Il messaggio del Papa: un "noi" aperto alla fraternità universale

«Non possiamo più pensare solo a preservare lo spazio dei nostri interessi personali o nazionali, ma dobbiamo pensarci alla luce del bene comune, con un senso comunitario, ovvero come un ‘noi’ aperto alla fraternità universale»

Con queste parole papa Francesco, nel messaggio per la 56esima Giornata mondiale della pace che ricorre l’1 gennaio, ci chiede di interrogarci sul nostro futuro e sulle nostre responsabilità. Che cosa abbiamo imparato da questa situazione di pandemia? È una delle sue domande, e ci ricorda che la più grande lezione che il Covid-19 ci lascia in eredità è la consapevolezza che abbiamo tutti bisogno gli uni degli altri, che «il nostro tesoro più grande, seppure anche più fragile, è la fratellanza umana, fondata sulla comune figliolanza divina, e che nessuno può salvarsi da solo».

Il Papa rende omaggio all’impegno eroico di quanti si sono spesi nell’emergenza pandemica e ragiona di alcune «scoperte positive» come un benefico ritorno all’umiltà; un ridimensionamento di certe pretese consumistiche; un senso rinnovato di solidarietà che «ci incoraggia a uscire dal nostro egoismo per aprirci alla sofferenza degli altri e ai loro bisogni».

E ancora «da tale esperienza – osserva – è derivata più forte la consapevolezza che invita tutti, popoli e nazioni, a rimettere al centro la parola “insieme”. Infatti, è insieme, nella fraternità e nella solidarietà, che costruiamo la pace, garantiamo la giustizia, superiamo gli eventi più dolorosi. Le risposte più efficaci alla pandemia sono state, in effetti, quelle che hanno visto gruppi sociali, istituzioni pubbliche e private, organizzazioni internazionali uniti per rispondere alla sfida, lasciando da parte interessi particolari. Solo la pace che nasce dall’amore fraterno e disinteressato può aiutarci a superare le crisi personali, sociali e mondiali».

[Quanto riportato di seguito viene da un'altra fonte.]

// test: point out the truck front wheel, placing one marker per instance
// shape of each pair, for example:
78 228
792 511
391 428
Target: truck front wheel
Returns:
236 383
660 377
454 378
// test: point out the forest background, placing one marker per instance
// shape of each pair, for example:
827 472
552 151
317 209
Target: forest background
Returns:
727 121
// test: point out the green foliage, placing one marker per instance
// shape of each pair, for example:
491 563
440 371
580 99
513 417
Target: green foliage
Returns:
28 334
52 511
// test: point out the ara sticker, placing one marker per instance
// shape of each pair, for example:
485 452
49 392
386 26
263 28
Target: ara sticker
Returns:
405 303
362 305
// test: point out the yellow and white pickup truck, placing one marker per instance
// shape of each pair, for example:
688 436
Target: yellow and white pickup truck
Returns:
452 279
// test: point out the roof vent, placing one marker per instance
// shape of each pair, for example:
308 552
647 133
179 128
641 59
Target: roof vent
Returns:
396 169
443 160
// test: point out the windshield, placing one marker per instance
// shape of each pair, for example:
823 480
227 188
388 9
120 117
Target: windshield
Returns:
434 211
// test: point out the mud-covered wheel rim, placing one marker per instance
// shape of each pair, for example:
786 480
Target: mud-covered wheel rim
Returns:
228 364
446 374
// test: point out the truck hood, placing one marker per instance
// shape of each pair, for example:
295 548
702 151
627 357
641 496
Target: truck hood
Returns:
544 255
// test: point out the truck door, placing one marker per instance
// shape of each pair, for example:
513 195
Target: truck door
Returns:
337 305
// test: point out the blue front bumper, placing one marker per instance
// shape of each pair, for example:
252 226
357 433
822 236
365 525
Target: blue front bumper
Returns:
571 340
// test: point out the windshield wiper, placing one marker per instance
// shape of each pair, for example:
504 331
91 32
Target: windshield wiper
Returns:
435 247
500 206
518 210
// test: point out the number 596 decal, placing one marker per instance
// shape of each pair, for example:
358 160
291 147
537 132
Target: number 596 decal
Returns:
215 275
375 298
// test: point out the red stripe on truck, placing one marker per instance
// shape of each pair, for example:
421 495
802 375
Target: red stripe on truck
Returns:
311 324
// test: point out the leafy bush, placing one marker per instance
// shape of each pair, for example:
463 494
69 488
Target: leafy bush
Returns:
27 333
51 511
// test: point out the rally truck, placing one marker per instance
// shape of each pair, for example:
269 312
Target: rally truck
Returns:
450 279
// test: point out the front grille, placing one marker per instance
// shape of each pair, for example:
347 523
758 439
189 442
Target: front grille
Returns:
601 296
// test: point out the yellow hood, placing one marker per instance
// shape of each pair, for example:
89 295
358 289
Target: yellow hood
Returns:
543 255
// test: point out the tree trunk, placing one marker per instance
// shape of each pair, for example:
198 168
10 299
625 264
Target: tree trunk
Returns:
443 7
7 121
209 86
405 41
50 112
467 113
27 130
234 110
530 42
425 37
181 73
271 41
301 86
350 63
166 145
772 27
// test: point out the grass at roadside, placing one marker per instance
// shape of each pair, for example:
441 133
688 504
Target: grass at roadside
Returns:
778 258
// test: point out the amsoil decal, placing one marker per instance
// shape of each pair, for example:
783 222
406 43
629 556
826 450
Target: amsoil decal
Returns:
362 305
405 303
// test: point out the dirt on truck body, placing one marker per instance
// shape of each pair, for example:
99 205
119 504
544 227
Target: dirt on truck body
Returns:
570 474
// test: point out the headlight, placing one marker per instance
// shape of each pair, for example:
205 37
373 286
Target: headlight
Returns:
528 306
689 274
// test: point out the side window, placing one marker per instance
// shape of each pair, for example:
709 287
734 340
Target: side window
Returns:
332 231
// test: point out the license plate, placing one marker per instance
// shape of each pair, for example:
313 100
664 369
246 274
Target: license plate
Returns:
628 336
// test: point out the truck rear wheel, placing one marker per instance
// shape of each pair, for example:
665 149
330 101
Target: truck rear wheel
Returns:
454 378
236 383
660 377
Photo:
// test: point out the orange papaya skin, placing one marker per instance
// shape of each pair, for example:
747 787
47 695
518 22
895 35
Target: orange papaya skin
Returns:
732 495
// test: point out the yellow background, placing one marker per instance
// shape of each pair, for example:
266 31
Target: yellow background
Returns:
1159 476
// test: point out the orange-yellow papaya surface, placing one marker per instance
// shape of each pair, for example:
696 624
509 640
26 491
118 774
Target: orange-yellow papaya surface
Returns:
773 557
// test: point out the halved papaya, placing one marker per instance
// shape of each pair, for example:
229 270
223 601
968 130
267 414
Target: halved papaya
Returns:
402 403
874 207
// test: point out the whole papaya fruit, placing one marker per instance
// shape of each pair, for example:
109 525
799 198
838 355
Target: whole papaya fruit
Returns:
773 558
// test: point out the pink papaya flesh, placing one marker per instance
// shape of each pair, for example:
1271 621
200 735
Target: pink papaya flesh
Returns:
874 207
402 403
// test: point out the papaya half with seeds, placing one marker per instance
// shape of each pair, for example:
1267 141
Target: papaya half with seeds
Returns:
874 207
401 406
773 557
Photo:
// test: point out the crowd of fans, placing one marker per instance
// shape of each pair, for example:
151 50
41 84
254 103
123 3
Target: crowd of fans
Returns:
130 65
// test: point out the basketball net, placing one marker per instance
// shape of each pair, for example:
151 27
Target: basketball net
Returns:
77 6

Non solo il Covid, ma anche la guerra, «nuova terribile sciagura», guidata però da scelte umane colpevoli viene citata più volte nel messaggio per prossima la giornata mondiale della pace. «La guerra in Ucraina – sottolinea ancora Francesco nel messaggio – miete vittime innocenti e diffonde incertezza, non solo per chi ne viene direttamente colpito, ma in modo diffuso e indiscriminato per tutti, anche per quanti, a migliaia di chilometri di distanza, ne soffrono gli effetti collaterali – basti solo pensare ai problemi del grano e ai prezzi del carburante». E di certo, «non è questa l’era post-Covid che speravamo o ci aspettavamo. Infatti, questa guerra, insieme a tutti gli altri conflitti sparsi per il globo, rappresenta una sconfitta per l’umanità intera e non solo per le parti direttamente coinvolte. Mentre per il Covid-19 si è trovato un vaccino, per la guerra ancora non si sono trovate soluzioni adeguate».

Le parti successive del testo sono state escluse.